Michael was a sweet child, and made friends easily. When he entered his teens, he discovered alcohol. I think alcohol numbed him to the pain he held inside. After he graduated from St. Stanislaus HS (a private school in Biloxi my parents hoped would help him), he joined the army. After that, he was AWOL for years. And so my relationship with him was AWOL, too. He called my parents when he needed help, or when he was feeling sentimental about a family that had gone on without him. Alcohol derailed much of his life, causing all the rifts and problems and health issues you would expect.

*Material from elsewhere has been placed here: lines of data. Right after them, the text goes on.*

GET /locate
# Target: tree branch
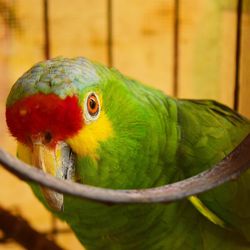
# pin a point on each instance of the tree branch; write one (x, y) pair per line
(229, 168)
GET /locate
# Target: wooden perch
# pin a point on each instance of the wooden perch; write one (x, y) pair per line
(229, 168)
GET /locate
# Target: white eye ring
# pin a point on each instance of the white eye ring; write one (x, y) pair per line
(92, 107)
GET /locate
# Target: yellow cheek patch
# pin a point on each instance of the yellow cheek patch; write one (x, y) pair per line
(86, 142)
(24, 153)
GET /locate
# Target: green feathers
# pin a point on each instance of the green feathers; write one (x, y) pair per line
(148, 139)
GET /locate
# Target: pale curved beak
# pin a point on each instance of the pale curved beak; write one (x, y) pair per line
(59, 162)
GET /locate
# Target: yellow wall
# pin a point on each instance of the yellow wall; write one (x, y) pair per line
(142, 47)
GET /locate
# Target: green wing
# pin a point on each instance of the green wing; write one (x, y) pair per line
(209, 131)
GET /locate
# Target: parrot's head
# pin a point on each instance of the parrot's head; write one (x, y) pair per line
(79, 121)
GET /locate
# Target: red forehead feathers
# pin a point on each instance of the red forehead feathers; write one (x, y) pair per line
(42, 113)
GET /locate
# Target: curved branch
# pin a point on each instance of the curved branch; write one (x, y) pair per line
(229, 168)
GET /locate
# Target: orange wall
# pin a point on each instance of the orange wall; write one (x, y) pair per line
(142, 47)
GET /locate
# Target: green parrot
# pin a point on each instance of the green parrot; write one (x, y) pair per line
(83, 122)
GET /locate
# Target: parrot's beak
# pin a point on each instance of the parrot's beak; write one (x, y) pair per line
(57, 161)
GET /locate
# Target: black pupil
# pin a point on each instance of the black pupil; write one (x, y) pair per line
(47, 137)
(92, 103)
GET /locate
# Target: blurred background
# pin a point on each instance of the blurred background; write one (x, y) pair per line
(187, 48)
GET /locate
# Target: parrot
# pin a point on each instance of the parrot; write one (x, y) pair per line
(84, 122)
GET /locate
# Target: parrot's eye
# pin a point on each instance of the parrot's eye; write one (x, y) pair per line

And yet, he survived. He worked as a roughneck and married a native Louisiana woman from a large Cajun family. He called occasionally to tell me he loved me and to see how I was doing. I was angry with him for a long time. Oh, I had what I thought were good reasons, but in reality, I can see that they were flimsy, based on my own insecurities and pettiness.

He was an active alcoholic until 2007 or 2008, when a doctor at the VA told him he was one drink away from dying. As far as I know, he never took another drink after that. That’s when he started to call me more often, after over thirty years of absence from my life.

At first it was rough going with Michael. I let my anger and resentment get in the way. Then I decided that I was through being defensive and made a point to always say something positive to Michael, something he had done right. That wasn’t hard. He had quit drinking. He cared for his ill wife for years. He loved his step-grandkids.

Something wonderful happened over the last two years. Michael started getting therapy from the VA. He reached out over and over, showing a vulnerability and willingness to grow. He quit smoking cigarettes when another VA doctor told him he could unclog his veins in his heart and legs, but if Michael didn’t quit smoking he would die anyway.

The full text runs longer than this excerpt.